Теперь у всех, кто смотрел на меня, я спрашивала дорогу к переулку красильщиков или к Шария Зитун. Мне указывали то в одну сторону, то в другую. Я понятия не имела, понимают ли они мой вопрос, и если так, действительно ли они указывают мне правильное направление.
Улицы сливались и растекались под моими ногами, как ручьи. Временами я останавливалась в низине, недалеко от центра. За одним из поворотов я не обнаружила прилавков, базар закончился. Я оказалась в переулке с домами без окон, которые описывала мадам Одет. Голые стены и ворота, а за запертыми воротами текла жизнь Марракеша. Из темных переулков появилось много маленьких детей, они толпились вокруг меня и, как и на Джемаа-эль-Фна, тянули меня за юбку и гомонили по-арабски.

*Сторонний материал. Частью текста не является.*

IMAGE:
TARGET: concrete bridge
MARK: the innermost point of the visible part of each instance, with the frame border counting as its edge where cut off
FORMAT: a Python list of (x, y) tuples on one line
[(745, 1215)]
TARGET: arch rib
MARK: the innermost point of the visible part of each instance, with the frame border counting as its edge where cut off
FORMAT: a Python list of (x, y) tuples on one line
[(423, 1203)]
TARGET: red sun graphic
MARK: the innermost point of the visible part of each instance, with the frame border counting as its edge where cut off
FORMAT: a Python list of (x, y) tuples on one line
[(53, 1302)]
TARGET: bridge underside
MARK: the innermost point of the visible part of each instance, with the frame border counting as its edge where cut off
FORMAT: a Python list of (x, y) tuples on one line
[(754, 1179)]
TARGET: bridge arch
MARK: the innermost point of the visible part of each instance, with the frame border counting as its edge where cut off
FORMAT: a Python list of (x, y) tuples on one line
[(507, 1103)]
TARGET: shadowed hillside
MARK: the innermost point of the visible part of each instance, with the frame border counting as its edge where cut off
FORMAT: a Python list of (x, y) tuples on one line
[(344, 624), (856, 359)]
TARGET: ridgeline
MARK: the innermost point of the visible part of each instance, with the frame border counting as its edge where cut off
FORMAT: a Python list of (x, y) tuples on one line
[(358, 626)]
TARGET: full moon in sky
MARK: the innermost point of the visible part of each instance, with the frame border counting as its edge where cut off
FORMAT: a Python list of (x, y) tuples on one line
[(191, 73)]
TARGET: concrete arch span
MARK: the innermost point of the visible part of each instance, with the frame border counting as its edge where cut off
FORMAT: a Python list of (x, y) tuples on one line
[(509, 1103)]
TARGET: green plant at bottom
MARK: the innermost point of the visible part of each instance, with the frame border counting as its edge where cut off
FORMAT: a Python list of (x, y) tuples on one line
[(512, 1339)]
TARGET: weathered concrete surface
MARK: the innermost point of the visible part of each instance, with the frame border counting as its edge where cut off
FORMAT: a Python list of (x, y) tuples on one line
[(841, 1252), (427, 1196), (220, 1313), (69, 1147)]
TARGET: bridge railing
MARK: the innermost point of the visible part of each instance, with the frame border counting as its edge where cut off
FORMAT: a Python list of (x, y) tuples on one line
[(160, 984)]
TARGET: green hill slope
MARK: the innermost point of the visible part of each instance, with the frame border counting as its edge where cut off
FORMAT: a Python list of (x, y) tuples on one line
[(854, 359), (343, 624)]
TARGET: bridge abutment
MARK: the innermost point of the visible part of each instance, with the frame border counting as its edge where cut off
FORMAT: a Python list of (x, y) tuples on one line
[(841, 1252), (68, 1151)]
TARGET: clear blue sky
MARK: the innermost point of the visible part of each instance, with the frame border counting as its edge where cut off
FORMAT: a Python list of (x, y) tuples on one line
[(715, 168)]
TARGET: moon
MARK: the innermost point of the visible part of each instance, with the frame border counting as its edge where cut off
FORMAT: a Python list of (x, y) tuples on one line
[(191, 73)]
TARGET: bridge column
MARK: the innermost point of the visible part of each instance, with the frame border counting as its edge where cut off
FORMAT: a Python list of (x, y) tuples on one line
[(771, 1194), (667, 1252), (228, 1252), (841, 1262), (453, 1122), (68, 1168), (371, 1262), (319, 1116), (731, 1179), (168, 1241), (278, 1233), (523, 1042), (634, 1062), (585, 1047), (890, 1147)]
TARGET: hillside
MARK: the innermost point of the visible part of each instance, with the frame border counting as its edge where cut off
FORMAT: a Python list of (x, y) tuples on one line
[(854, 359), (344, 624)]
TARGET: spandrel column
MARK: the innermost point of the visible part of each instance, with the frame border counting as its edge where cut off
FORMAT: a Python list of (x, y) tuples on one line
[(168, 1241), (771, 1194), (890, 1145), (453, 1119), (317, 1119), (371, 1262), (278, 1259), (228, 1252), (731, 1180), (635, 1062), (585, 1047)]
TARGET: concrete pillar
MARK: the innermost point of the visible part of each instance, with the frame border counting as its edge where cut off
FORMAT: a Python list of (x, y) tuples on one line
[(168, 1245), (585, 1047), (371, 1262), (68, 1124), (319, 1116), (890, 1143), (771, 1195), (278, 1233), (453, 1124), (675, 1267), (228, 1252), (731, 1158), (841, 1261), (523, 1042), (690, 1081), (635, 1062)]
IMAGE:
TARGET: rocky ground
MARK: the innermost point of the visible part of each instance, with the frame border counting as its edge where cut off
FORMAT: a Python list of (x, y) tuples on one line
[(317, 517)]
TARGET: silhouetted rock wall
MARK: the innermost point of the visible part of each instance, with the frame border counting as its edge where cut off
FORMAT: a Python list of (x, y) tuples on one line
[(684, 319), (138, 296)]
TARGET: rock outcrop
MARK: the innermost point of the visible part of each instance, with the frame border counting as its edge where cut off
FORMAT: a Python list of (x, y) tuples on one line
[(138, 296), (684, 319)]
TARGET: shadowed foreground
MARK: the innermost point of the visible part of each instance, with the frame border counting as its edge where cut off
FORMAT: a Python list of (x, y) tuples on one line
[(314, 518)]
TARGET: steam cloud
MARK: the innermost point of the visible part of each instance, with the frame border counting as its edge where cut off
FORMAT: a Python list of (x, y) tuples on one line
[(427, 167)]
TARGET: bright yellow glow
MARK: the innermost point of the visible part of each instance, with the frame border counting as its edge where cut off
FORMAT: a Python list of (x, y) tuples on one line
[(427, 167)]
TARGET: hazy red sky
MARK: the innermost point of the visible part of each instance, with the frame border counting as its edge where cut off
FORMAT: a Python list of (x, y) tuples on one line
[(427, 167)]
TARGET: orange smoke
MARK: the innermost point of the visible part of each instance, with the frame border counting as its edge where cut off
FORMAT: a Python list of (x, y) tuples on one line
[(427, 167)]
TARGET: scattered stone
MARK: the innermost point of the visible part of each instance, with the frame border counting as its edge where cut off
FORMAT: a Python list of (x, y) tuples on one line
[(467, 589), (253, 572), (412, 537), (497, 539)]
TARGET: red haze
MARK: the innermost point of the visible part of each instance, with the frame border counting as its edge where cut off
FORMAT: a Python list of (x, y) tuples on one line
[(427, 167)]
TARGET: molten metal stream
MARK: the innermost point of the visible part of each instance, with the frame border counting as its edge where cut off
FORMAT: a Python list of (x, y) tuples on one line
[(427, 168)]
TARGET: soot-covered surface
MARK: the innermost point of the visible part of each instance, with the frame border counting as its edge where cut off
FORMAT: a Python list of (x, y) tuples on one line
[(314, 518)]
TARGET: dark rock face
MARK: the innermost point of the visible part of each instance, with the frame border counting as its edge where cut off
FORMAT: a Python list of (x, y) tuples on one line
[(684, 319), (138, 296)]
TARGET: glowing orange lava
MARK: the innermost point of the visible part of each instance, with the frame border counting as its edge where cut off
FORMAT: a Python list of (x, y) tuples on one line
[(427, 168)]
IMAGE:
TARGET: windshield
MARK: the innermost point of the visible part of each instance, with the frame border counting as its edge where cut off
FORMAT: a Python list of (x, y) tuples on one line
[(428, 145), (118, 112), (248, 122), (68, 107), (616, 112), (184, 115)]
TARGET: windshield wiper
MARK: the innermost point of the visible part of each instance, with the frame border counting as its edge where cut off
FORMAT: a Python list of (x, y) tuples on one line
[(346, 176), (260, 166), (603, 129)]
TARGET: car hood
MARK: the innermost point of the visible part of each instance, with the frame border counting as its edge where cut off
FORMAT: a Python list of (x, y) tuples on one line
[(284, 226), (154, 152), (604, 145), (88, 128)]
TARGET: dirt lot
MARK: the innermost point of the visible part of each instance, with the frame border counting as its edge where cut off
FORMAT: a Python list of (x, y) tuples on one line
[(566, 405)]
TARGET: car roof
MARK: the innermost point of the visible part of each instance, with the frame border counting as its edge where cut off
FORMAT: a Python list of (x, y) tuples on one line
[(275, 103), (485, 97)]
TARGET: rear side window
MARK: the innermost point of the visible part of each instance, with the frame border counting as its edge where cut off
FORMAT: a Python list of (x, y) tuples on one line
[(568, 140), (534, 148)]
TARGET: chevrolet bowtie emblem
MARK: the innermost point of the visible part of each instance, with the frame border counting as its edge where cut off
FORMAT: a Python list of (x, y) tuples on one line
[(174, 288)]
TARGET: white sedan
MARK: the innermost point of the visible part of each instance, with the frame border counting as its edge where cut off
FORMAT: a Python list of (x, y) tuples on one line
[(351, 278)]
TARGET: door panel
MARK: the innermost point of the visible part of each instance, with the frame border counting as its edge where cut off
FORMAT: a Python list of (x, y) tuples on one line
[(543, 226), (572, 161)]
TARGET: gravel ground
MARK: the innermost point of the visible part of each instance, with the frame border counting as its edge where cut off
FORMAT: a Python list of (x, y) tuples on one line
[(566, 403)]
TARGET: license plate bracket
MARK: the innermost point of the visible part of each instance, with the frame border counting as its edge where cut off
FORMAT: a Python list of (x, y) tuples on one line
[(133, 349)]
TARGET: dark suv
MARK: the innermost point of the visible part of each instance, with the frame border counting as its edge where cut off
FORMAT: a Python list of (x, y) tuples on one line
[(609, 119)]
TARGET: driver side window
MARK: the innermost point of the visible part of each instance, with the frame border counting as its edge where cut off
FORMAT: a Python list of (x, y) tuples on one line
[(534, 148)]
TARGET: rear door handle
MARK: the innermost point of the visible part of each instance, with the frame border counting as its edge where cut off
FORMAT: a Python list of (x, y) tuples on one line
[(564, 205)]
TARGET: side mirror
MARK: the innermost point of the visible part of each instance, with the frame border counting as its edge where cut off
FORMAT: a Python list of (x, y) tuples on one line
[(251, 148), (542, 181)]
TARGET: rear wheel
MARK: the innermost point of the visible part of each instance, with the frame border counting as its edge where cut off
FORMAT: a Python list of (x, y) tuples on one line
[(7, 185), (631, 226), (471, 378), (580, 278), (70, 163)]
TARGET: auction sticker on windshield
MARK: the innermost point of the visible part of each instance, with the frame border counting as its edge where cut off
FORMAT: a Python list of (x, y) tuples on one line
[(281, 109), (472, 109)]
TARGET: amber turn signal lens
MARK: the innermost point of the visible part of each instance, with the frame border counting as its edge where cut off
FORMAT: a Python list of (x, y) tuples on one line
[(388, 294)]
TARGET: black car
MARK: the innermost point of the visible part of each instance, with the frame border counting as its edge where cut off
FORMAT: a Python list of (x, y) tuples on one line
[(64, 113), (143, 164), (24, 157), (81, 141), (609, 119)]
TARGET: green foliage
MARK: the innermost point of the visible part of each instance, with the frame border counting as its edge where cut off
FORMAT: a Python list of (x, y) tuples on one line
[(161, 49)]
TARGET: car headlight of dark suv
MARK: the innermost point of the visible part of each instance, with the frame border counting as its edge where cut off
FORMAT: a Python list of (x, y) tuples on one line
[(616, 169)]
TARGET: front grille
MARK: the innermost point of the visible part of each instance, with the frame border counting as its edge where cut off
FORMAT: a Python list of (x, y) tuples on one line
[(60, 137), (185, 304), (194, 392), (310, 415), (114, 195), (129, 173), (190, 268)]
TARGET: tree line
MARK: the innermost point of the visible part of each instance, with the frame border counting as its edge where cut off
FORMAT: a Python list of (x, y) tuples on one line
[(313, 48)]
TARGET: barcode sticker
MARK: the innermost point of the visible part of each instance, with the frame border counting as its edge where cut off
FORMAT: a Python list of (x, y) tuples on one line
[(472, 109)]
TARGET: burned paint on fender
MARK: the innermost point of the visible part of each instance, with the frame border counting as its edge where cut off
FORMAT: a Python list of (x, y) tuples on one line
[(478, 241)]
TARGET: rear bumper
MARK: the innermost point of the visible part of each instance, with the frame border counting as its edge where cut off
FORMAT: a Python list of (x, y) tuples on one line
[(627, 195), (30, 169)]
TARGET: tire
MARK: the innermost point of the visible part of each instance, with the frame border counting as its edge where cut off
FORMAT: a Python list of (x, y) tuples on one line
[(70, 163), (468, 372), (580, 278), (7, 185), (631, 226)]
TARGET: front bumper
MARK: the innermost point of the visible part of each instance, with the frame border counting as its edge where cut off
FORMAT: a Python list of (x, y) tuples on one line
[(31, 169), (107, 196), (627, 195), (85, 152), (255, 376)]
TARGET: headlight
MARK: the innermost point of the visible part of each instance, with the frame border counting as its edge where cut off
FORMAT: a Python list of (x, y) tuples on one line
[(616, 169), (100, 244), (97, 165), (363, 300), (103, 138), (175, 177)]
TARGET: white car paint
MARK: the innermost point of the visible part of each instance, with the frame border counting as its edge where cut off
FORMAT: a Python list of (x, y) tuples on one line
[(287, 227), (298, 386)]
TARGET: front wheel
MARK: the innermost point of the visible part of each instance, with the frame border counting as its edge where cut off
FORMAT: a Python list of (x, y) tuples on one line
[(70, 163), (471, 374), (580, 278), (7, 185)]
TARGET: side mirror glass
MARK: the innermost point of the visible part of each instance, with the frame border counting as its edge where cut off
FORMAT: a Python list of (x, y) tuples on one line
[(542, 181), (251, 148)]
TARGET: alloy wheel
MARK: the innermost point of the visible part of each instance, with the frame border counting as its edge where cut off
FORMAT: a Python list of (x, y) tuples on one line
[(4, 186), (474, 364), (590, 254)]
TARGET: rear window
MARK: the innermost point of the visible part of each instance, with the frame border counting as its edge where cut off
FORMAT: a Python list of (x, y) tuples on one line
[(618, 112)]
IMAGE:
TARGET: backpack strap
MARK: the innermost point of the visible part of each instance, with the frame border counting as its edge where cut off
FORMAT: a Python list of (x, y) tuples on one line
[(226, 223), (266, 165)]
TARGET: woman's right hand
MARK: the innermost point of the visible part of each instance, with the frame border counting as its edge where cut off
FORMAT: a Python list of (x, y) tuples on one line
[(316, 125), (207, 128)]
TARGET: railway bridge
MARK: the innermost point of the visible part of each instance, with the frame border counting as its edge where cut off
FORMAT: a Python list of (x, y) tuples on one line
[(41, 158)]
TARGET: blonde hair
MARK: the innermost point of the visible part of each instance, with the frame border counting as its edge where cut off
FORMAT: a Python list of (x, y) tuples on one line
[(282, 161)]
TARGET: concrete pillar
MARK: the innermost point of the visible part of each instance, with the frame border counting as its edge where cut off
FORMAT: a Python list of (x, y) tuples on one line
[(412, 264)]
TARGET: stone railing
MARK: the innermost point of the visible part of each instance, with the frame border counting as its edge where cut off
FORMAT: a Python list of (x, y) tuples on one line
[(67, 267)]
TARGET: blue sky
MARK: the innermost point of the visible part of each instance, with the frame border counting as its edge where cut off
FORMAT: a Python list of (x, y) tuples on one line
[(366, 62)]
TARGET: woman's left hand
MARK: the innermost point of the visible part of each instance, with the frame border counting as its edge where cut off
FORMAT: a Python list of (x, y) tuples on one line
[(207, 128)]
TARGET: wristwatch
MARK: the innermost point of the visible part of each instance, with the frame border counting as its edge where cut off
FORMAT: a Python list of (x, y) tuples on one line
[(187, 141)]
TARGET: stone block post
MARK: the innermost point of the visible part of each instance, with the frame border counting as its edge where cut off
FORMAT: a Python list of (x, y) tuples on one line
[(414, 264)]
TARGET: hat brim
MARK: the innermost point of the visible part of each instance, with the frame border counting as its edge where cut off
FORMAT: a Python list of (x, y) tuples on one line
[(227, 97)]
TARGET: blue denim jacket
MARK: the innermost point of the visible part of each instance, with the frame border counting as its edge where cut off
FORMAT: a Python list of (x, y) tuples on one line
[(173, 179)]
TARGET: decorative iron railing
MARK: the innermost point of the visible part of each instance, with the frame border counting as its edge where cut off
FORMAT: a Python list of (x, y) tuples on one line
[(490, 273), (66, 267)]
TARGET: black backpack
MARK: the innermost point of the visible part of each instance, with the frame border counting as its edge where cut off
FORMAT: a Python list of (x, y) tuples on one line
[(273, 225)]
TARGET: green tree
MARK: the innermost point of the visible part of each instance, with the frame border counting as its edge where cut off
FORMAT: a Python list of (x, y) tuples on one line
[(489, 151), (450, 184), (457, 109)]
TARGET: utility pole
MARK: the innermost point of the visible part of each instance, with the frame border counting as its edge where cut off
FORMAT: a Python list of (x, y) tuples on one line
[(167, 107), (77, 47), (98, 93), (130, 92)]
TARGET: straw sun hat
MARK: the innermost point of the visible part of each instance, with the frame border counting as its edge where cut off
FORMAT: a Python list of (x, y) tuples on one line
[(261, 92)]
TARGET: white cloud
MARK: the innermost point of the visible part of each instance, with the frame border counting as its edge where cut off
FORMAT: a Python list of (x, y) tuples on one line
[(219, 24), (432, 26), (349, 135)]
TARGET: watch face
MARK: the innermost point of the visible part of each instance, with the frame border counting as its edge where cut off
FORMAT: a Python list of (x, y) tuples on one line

Так же как дети на площади, единственные французские слова, которые они произносили, были: «bonjour, Madame, bonjour» и «bonbon», на что я только качала головой. «Шария Зитун», — повторяла я им, но они лишь хихикали, бегая вокруг меня.
Здесь было огромное количество голодных котов; они сидели на стенах и сновали взад-вперед по тенистым местам, их ребра выпирали, уши были изорванными, а шерсть — засаленной или с проплешинами. Периодически, когда я проходила мимо, они шипели и фыркали, если дрались за какие-то объедки; в конце концов победитель тащил свою добычу в темный угол.
Когда я углубилась в этот квартал, шум базара стих. А потом улицы стали совсем безлюдными. Ни детей, ни котов. Ничего. Прохладная тишина этого переулка была облегчением после бесконечного шума, ярких красок, товаров и толпящихся людей. Я остановилась, прислонилась к стене и вытерла рукавом пот на лбу и над верхней губой. Переулок бы мощеный, тусклый и мрачный, только ворота и нескончаемые стены. Если бы не разные ворота, невозможно было определить, где заканчивался один двор и начинался другой. Переулок был таким узким, что, если бы я встретила осла, тянущего за собой повозку, мне бы пришлось вжаться в стену.
Я говорила себе, что мне нужно вернуться тем же путем, каким я пришла, — если смогу найти дорогу назад, — попасть на оживленный базар или даже окунуться в бурную, дикую атмосферу площади и узнать дорогу в Шария Зитун.
Мне следует находиться там, где есть люди; хотя я не чувствовала себя в полной безопасности среди толпы, но оказавшись здесь совершенно одна, я запаниковала. Я была в безнадежном тупике, потерявшись в лабиринтах медины. Я вспомнила предостережение мадам Одет, что здесь легко заблудиться и бывает очень сложно найти дорогу назад. Медина была не только лабиринтом змеевидных переулков, но также сетью артерий, ведущих в cul de sacs[57].
Открылась дверь в воротах, и оттуда появился мужчина. Он остановился, увидев меня, а затем пошел мне навстречу, пристально глядя на меня так, как будто я была чем-то непонятным и даже опасным.